Zhu Xuan, Ma He, Zhang Hangjing, Zhang Yuting, Tang Shangfeng, Xiong Juyang
School of Medicine and Health Management, Tongji Medical College, Huazhong University of Science & Technology, Wuhan, Hubei, 430040, People's Republic of China.
Melbourne Institute: Applied Economic & Social Research, The University of Melbourne, Melbourne, VIC, Australia.
BMC Public Health. 2025 Jun 7;25(1):2132. doi: 10.1186/s12889-025-23397-6.
While healthy lifestyles mitigate the risk of multimorbidity (≥ 2 chronic diseases), their temporal dynamics in aging populations, particularly in low- and middle-income countries undergoing rapid demographic structure transition, remain understudied.
Using longitudinal data (2014-2020) from 6,852 Chinese adults (aged ≥ 45 years) in the China Family Panel Studies, we used the subgroup analysis to investigate high risk groups in the chronic diseases status, employed alluvial diagrams to visualize diseases status transition and random intercept cross-lagged panel model to quantify the lagged effect between healthy lifestyles (sleep, physical exercise, smoking, drinking) and chronic diseases status (without diseases, single, multimorbidity).

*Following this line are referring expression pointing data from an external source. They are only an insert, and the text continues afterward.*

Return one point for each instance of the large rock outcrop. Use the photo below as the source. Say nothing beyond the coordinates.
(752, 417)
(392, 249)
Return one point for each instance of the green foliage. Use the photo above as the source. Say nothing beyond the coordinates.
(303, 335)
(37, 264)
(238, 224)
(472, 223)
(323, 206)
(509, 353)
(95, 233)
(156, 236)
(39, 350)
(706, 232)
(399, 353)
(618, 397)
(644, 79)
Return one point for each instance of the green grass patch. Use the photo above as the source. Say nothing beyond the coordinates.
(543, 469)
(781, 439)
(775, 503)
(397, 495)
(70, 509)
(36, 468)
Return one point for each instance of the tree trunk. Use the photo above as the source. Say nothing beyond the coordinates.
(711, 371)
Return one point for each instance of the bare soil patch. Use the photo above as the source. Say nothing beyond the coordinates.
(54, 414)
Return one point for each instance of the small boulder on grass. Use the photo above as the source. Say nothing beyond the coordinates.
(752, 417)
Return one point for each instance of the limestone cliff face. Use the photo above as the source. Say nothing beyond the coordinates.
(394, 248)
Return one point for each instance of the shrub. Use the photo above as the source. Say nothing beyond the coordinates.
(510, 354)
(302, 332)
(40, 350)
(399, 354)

Compared to male, urban and middle-aged individuals, female, rural and older adults demonstrated more severe chronic diseases status (P < 0.05). The proportion of people with multimorbidity increased over time, from 9.2% in 2014 to 29.1% in 2020. A total of 37.8% of participants experienced diseases status transition, and more than half of whom progressed to multimorbidity. Disease trajectories disproportionately progressed toward multimorbidity. The direction and size of the cross-lagged effects are dynamic. Healthier lifestyles predicted reduced disease severity from 2014 to 2018 (β=-0.106, P < 0.001; β=-0.111, P < 0.001), but this protective effect reversed post-2018, with multimorbidity predicting lower probability of choosing healthy lifestyles (β=-0.160, P < 0.001).

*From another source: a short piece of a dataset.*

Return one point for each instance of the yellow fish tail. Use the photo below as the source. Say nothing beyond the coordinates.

Our study demonstrates dynamic cross-lagged effect exists between healthy lifestyles and chronic diseases status in middle-aged and older Chinese. Disease trajectories and lifestyle-disease interplay reveal critical time-sensitive windows for intervention. Early-stage lifestyle promotion could delay progression, whereas later-stage disease management requires system-level strategies addressing urban-rural healthcare disparities and self-efficacy barriers. These findings directly inform China's Healthy Aging 2030 priorities.
虽然健康的生活方式可降低多种疾病(≥2种慢性病)的风险,但在老龄化人口中,尤其是在经历快速人口结构转变的低收入和中等收入国家,其随时间的动态变化仍未得到充分研究。
利用中国家庭追踪调查中6852名中国成年人(年龄≥45岁)的纵向数据(2014 - 2020年),我们采用亚组分析来研究慢性病状态下的高危人群,使用冲积图来可视化疾病状态转变,并采用随机截距交叉滞后面板模型来量化健康生活方式(睡眠、体育锻炼、吸烟、饮酒)与慢性病状态(无疾病、单一疾病、多种疾病)之间的滞后效应。
与男性、城市和中年个体相比,女性、农村和老年人的慢性病状态更为严重(P < 0.05)。多种疾病患者的比例随时间增加,从2014年的9.2%增至2020年的29.1%。共有37.8%的参与者经历了疾病状态转变,其中超过一半进展为多种疾病。疾病轨迹向多种疾病发展的比例不均衡。交叉滞后效应的方向和大小是动态的。2014年至2018年,更健康的生活方式预示着疾病严重程度降低(β = -0.106,P < 0.001;β = -0.111,P < 0.001),但2018年后这种保护作用逆转,多种疾病预示着选择健康生活方式的可能性降低(β = -0.160,P < 0.001)。
我们的研究表明,中国中老年人的健康生活方式与慢性病状态之间存在动态交叉滞后效应。疾病轨迹和生活方式 - 疾病相互作用揭示了关键的时间敏感干预窗口。早期促进生活方式可延缓疾病进展,而后期疾病管理需要解决城乡医疗差距和自我效能障碍的系统层面策略。这些发现直接为中国《健康老龄化2030规划》提供了依据。